La actividad industrial argentina volvió a mostrar señales de debilidad durante mayo y encendió nuevas alertas entre empresarios y analistas del sector. De acuerdo con distintos relevamientos privados, la producción manufacturera registró una nueva contracción mensual, mientras que cerca del 40% de los sectores industriales continúa exhibiendo resultados negativos.
Los datos reflejan que la recuperación de la industria sigue siendo heterogénea y que, pese a algunos desempeños favorables en actividades específicas, gran parte del entramado productivo enfrenta dificultades para recuperar niveles de actividad sostenidos. Entre los principales problemas señalados aparecen la caída del consumo interno, la menor utilización de la capacidad instalada y el retroceso de las ventas en el mercado doméstico.

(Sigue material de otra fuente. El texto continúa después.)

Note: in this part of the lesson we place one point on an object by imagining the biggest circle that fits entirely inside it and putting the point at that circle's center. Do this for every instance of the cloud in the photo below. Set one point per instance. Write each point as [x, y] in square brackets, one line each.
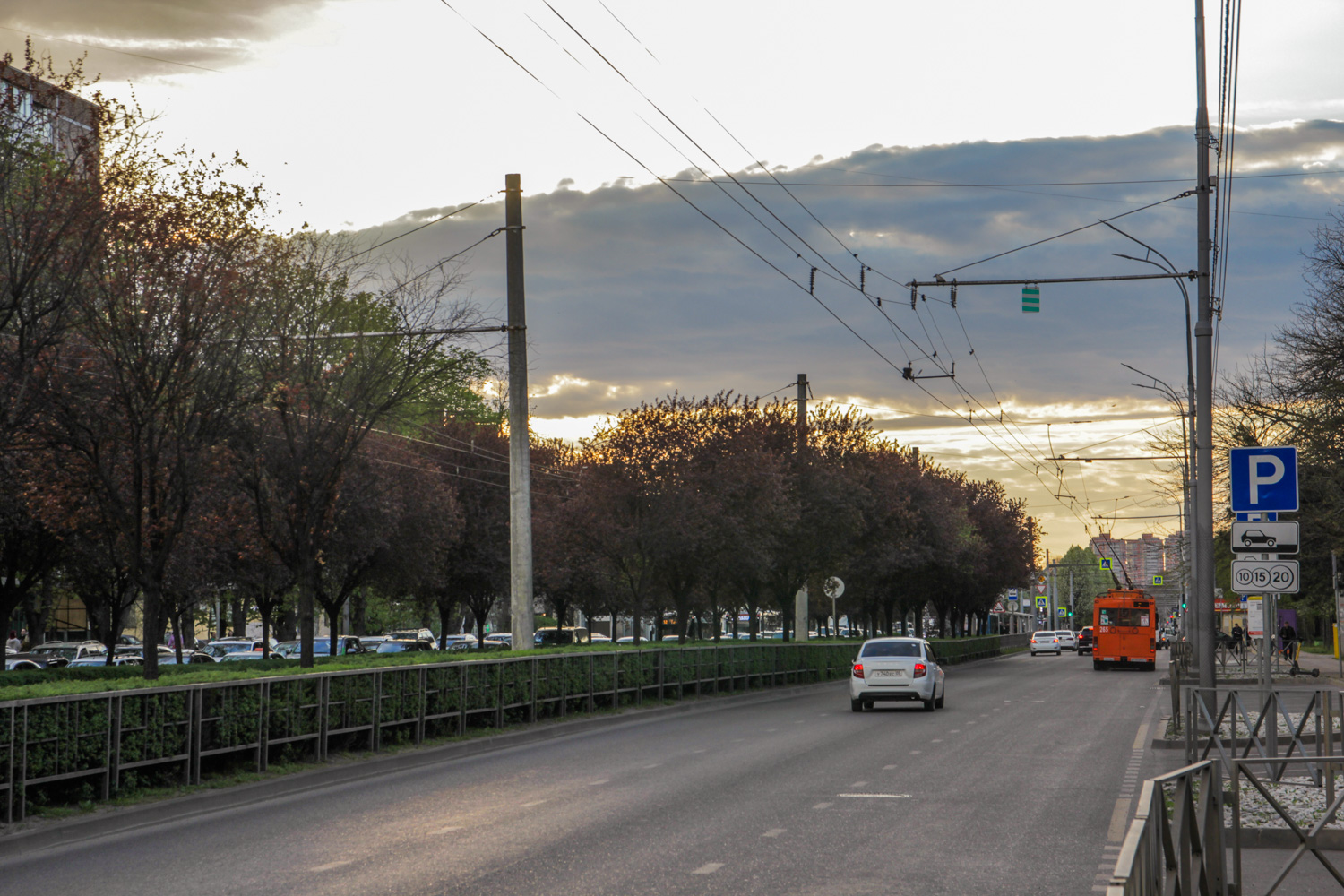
[153, 34]
[632, 293]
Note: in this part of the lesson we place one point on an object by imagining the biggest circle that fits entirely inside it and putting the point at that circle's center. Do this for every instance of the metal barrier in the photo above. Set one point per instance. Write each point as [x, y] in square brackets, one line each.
[104, 737]
[1306, 840]
[1175, 848]
[1253, 719]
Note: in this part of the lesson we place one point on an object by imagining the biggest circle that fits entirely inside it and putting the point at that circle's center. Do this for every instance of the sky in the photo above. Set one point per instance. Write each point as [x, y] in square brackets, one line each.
[919, 137]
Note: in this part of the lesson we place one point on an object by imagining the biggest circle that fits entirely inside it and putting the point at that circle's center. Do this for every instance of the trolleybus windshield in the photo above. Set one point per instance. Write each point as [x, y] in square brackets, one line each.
[1124, 616]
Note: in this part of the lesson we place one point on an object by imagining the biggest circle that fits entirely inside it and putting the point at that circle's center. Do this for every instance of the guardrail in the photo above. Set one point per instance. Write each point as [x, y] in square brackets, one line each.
[1233, 724]
[1175, 847]
[104, 737]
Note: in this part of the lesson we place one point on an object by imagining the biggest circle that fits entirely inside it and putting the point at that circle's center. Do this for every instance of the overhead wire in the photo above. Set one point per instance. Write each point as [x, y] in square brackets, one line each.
[1032, 470]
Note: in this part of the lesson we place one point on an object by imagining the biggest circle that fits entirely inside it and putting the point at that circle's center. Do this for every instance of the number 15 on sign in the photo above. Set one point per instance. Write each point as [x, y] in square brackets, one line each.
[1265, 575]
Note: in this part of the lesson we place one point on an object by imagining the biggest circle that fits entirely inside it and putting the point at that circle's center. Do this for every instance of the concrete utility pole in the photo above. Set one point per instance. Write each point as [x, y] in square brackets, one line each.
[1203, 378]
[800, 599]
[519, 447]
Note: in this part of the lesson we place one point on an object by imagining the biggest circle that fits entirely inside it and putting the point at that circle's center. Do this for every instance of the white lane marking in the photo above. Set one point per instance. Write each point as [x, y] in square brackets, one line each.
[1118, 817]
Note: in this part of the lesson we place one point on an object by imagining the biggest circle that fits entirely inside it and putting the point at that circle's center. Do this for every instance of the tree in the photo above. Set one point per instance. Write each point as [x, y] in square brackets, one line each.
[327, 392]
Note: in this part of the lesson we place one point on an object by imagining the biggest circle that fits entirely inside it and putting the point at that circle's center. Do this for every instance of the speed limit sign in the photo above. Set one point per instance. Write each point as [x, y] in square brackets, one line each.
[1265, 575]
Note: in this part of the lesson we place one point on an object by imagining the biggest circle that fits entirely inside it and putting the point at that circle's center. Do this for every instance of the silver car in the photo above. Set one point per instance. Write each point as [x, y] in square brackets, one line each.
[897, 669]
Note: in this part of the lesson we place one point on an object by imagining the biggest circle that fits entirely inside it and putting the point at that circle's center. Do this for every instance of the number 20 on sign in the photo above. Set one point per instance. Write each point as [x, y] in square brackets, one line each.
[1265, 575]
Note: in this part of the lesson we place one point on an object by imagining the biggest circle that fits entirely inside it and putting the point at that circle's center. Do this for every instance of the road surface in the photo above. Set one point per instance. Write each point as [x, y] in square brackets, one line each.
[1019, 785]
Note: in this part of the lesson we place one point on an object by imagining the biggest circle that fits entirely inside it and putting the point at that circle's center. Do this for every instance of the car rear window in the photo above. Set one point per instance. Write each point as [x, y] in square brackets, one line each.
[890, 649]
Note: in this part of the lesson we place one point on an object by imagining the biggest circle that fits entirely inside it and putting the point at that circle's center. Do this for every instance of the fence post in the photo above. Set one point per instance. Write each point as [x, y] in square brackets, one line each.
[324, 711]
[115, 751]
[263, 735]
[534, 664]
[419, 721]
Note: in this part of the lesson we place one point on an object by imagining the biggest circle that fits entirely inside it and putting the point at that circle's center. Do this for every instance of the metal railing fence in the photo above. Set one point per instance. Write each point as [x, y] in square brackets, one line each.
[1175, 841]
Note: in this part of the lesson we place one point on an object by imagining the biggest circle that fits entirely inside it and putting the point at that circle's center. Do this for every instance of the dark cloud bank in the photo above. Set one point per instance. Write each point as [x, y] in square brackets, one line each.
[629, 287]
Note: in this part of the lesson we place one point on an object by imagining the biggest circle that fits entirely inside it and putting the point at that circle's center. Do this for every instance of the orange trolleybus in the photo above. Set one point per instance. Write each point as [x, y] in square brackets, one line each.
[1125, 630]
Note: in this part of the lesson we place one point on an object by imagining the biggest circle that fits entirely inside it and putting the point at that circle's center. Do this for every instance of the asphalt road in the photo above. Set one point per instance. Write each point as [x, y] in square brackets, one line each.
[1019, 785]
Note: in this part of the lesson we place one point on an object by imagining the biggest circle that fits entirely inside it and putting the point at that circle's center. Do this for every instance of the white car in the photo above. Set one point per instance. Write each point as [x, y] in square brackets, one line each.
[895, 669]
[1046, 642]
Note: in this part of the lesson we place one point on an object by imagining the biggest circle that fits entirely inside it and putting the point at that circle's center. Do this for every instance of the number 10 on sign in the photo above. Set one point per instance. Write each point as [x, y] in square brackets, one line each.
[1265, 575]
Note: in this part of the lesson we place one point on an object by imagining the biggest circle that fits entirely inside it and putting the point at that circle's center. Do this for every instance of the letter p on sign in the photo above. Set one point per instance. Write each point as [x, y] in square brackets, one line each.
[1263, 478]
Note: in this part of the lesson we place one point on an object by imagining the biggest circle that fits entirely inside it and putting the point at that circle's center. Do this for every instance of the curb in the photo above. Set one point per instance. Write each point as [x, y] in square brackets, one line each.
[115, 821]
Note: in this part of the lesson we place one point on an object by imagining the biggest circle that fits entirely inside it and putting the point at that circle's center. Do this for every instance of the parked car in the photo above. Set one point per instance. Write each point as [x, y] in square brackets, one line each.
[550, 635]
[34, 661]
[225, 646]
[117, 659]
[72, 651]
[403, 645]
[897, 669]
[413, 634]
[1045, 642]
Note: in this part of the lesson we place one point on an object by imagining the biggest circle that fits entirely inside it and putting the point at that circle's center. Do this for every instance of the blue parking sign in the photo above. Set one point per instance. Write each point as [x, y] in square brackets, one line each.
[1263, 478]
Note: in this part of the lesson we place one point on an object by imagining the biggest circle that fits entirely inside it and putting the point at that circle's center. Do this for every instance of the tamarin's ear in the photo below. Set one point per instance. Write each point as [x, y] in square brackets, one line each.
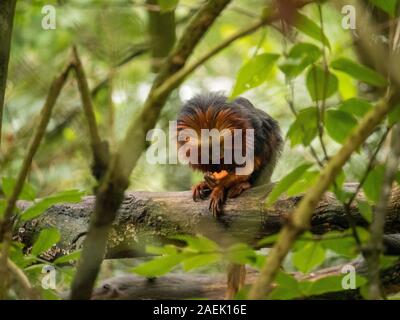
[244, 102]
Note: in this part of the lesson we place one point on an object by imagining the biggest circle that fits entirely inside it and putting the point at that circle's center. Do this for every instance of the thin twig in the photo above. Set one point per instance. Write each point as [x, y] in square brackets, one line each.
[7, 9]
[99, 148]
[375, 246]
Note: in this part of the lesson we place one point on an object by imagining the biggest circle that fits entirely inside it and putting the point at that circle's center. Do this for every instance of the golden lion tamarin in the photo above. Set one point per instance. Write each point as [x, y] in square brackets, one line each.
[221, 179]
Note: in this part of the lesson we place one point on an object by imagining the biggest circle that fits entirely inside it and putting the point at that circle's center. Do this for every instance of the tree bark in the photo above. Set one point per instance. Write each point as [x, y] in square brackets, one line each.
[153, 217]
[7, 9]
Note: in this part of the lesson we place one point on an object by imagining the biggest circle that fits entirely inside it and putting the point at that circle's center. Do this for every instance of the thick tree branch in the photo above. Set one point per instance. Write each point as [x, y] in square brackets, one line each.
[148, 218]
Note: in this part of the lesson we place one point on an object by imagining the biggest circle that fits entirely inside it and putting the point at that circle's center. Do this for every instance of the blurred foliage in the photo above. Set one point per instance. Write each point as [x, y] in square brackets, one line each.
[291, 77]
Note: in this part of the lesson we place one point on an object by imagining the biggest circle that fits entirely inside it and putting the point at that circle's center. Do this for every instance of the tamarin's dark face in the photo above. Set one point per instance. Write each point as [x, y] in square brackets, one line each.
[213, 132]
[239, 128]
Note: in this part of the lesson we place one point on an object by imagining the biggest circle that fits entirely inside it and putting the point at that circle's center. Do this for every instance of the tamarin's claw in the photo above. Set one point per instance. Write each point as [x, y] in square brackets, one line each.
[213, 178]
[201, 191]
[238, 189]
[210, 179]
[217, 201]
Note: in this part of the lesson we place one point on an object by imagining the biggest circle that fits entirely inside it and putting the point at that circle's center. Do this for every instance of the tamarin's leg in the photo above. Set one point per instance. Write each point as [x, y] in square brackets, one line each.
[201, 191]
[224, 184]
[236, 279]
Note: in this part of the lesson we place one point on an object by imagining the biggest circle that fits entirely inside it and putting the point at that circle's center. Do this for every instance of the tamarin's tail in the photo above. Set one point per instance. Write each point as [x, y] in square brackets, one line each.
[236, 279]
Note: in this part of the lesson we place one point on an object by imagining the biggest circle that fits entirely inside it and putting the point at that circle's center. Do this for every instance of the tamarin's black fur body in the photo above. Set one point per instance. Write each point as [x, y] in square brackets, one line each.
[215, 111]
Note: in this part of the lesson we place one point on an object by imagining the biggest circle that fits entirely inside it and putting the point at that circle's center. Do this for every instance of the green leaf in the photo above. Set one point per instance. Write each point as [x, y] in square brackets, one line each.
[308, 257]
[394, 115]
[356, 107]
[288, 287]
[304, 129]
[285, 183]
[373, 183]
[73, 256]
[327, 284]
[198, 243]
[321, 84]
[310, 28]
[42, 205]
[299, 58]
[389, 6]
[303, 184]
[167, 5]
[268, 240]
[340, 243]
[27, 193]
[200, 260]
[47, 238]
[3, 204]
[339, 124]
[158, 266]
[359, 72]
[254, 72]
[365, 210]
[241, 253]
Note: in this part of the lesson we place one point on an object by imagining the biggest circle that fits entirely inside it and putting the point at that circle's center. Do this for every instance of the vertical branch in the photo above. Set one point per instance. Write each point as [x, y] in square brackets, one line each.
[161, 26]
[375, 247]
[5, 224]
[7, 9]
[111, 190]
[100, 149]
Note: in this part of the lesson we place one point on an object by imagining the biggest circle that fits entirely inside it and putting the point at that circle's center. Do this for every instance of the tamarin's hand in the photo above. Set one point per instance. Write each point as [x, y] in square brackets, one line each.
[221, 180]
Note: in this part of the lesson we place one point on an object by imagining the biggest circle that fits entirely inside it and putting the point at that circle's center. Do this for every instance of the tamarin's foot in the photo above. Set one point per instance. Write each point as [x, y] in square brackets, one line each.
[201, 191]
[238, 189]
[213, 178]
[217, 201]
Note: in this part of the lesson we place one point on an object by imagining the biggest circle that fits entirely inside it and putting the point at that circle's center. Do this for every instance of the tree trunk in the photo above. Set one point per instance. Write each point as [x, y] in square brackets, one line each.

Según los informes sectoriales, una proporción importante de empresas continúa registrando bajas en producción y comercialización, mientras que también persisten retrocesos en exportaciones y empleo. La situación afecta especialmente a ramas manufactureras vinculadas a la metalurgia, el sector textil, maquinaria y equipo, entre otras actividades que vienen acumulando meses de resultados adversos.
A este escenario se suma un nivel de actividad que todavía se encuentra por debajo de los registros previos al cambio de ciclo económico, lo que evidencia las dificultades del sector para consolidar una recuperación generalizada. Los especialistas advierten que la evolución de los próximos meses dependerá en gran medida de la reactivación de la demanda interna, las condiciones de financiamiento y la capacidad de las empresas para sostener inversiones y empleo.
Mientras tanto, el panorama industrial continúa mostrando contrastes: algunos sectores ligados a alimentos y energía exhiben mejores desempeños, pero una parte relevante de la estructura productiva sigue transitando un escenario de estancamiento y retracción que mantiene la preocupación sobre el futuro de la actividad manufacturera argentina.